In figure 5, we summarize the predictions considering the actual Mae La data averaged over the six observation models. In the electronic supplementary material, figures S8 and S9, we show for the different observation models the probabilities of direct transmission and the average number of transmission links predicted by the separate models. For many pairs of isolates with close temporal proximity and almost identical genotypes, the probability of direct transmission is only around 0.2, but the majority of them are linked through fewer than four transmission links. We also see that there exists a lot of variation in predictions between fairly similar pairs of observations. This emphasizes the relevance of the different sources of information, because the pairwise temporal and genotypic distances between pairs of isolates alone are not sufficient for the inferences. Indeed, while the majority of data were clustered into clusters of size 2, in bigger clusters, the information content is different. In addition, the actual times of observations matter. For instance, two observations close to the end of the follow-up could be due to a recent rapidly expanding epidemic, whereas this is not as likely for observations in the beginning of the follow-up, because if the epidemic had a rapid expansion, we would expect to observe more isolates from this epidemic later during the follow-up.

Figure 5.

Figure 5.

(a) The posterior predictive probability of direct transmission and (b) the posterior mean for predicted transmission links for the pairs of households in the data among whom transmission was considered plausible.
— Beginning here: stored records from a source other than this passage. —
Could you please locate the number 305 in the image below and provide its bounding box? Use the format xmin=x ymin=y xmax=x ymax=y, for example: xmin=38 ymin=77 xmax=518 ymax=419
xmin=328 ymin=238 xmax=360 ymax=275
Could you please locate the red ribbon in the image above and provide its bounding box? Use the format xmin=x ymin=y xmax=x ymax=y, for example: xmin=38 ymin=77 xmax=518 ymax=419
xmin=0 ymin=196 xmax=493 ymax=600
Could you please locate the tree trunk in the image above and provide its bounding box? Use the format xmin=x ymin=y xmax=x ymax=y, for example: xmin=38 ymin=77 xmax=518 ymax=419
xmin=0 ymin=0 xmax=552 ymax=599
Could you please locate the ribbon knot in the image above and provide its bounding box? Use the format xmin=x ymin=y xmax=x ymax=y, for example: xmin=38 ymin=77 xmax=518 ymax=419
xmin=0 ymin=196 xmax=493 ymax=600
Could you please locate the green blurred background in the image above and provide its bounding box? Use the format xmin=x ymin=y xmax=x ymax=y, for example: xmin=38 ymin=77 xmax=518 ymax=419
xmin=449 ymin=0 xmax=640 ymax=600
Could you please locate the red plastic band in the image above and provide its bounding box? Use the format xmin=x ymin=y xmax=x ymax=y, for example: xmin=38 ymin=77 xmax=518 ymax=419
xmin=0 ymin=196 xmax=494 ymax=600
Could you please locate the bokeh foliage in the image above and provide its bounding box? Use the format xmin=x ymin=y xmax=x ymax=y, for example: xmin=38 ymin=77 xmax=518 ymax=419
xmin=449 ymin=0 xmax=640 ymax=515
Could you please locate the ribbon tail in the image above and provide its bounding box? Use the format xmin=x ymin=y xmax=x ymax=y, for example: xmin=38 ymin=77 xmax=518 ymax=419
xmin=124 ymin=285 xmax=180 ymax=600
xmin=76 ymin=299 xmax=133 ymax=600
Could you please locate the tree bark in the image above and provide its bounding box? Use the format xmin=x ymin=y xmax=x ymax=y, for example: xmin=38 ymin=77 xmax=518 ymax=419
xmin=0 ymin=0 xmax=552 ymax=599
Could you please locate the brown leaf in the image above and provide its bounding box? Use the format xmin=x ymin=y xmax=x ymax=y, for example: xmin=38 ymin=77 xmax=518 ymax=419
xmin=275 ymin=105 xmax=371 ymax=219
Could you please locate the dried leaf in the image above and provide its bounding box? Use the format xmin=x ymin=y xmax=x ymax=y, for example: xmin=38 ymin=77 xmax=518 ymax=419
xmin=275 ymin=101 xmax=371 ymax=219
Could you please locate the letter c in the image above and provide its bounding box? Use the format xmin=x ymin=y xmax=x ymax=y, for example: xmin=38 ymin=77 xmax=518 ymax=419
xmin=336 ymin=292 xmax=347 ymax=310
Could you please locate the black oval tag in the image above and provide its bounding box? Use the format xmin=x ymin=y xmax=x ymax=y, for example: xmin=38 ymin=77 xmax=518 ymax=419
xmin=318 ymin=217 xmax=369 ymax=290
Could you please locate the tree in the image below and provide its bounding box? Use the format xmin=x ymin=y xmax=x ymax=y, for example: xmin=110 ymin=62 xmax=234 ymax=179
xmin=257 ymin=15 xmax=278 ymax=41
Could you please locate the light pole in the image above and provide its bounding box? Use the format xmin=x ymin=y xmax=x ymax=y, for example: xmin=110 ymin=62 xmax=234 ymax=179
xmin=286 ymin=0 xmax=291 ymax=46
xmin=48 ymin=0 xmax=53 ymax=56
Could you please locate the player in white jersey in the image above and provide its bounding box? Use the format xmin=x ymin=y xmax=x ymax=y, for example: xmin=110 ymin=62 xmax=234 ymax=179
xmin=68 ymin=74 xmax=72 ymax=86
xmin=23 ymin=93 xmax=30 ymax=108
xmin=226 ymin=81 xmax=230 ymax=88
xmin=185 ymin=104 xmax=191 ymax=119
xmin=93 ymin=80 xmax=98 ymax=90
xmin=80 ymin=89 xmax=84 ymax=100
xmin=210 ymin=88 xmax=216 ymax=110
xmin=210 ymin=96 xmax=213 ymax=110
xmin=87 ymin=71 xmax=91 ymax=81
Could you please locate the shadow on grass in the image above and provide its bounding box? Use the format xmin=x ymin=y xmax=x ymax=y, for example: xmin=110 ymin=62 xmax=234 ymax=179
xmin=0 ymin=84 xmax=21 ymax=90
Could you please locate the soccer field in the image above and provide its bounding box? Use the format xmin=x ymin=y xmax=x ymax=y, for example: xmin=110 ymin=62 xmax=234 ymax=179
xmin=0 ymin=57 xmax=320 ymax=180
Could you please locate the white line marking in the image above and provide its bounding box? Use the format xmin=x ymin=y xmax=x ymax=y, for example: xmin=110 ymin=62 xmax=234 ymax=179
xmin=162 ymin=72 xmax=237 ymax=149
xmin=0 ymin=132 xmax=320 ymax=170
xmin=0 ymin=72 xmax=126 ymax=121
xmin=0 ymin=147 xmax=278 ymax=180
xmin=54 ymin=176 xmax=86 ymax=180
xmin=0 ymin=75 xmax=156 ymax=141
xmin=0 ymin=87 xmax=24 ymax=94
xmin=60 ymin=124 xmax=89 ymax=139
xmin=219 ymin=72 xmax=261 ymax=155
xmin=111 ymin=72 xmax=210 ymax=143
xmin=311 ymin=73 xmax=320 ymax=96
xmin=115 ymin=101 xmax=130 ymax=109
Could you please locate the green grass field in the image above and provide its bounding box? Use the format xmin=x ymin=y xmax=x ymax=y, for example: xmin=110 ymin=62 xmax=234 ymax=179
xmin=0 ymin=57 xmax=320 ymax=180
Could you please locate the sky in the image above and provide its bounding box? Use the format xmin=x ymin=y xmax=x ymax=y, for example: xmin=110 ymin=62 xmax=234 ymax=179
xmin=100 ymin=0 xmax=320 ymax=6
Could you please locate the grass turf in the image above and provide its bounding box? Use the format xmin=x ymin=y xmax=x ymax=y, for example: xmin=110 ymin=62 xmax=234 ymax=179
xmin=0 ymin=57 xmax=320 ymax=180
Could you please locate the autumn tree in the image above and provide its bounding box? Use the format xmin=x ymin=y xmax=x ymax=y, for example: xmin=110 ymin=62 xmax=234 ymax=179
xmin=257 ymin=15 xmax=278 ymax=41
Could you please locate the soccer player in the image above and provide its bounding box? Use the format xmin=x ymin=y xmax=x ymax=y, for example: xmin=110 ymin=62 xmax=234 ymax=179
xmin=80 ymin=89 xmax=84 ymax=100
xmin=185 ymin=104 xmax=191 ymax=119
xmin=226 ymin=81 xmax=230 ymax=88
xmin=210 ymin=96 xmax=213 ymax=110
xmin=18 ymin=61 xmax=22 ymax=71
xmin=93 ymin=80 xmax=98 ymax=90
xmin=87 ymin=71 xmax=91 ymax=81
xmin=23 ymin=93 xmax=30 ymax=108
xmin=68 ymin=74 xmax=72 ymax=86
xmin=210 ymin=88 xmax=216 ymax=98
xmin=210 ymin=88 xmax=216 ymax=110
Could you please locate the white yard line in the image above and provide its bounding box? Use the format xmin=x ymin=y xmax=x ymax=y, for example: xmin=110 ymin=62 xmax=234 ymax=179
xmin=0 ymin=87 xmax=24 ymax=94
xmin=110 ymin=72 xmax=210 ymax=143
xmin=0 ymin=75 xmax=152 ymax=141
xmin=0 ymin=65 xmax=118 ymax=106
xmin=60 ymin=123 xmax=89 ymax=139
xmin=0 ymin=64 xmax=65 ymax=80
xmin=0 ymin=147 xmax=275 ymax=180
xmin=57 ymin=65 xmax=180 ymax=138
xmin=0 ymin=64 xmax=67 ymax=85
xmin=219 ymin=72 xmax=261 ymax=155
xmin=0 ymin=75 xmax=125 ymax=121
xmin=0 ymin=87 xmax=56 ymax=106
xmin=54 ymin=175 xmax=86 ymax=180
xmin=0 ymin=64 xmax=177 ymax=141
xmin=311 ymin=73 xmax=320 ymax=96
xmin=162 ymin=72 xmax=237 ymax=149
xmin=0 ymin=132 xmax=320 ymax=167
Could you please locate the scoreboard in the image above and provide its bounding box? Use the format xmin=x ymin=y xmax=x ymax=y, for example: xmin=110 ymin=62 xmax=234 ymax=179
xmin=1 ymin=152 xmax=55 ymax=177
(c). Interpreting the results

Our results indicate that finding many certain cases of direct transmission is highly unlikely when the carrier population is sparsely sampled, even when the genotype information as such would indicate close relatedness. However, identifying hosts among whom only a few transmission events have occurred can also bring insights about transmissions.

As we had the GPS coordinates of the locations of residence for most of the hosts in the data, we studied the geographical distance of the households who were predicted to be closely related in the transmission tree. We studied the pairs of households for which the posterior mean number of transmission links was lowest. For all six observation models, the closest ranked pairs of households in terms of transmission links also had on average much closer geographical proximity to each other than would be expected by chance. For instance, when considering the posterior mean of links averaged over the six observation models, the 15 closest ranked pairs of households had on average a distance of 286 m from each other, whereas the average geographical distance between all the households in the data is 1022 m. These pairs are shown in figure 6. In the electronic supplementary material, §8, we show in more detail the effect of different observation models, and also the null distribution for the mean distance for 15 random pairs of households, under which the observed 286 m is highly improbable.

Figure 6.

Figure 6.

The pairs of households between whom the model average of the predicted number of transmission events was among the 15 closest ranked. The yellow area corresponds to the populated area in the refugee camp, and the points correspond to households, connected by lines presenting possible transmission. Near each line we show the posterior mean for the predicted transmission links (L), together with the distance between the corresponding households in metres (D). The pairs with highest proximity to each other are the least visible in the figure.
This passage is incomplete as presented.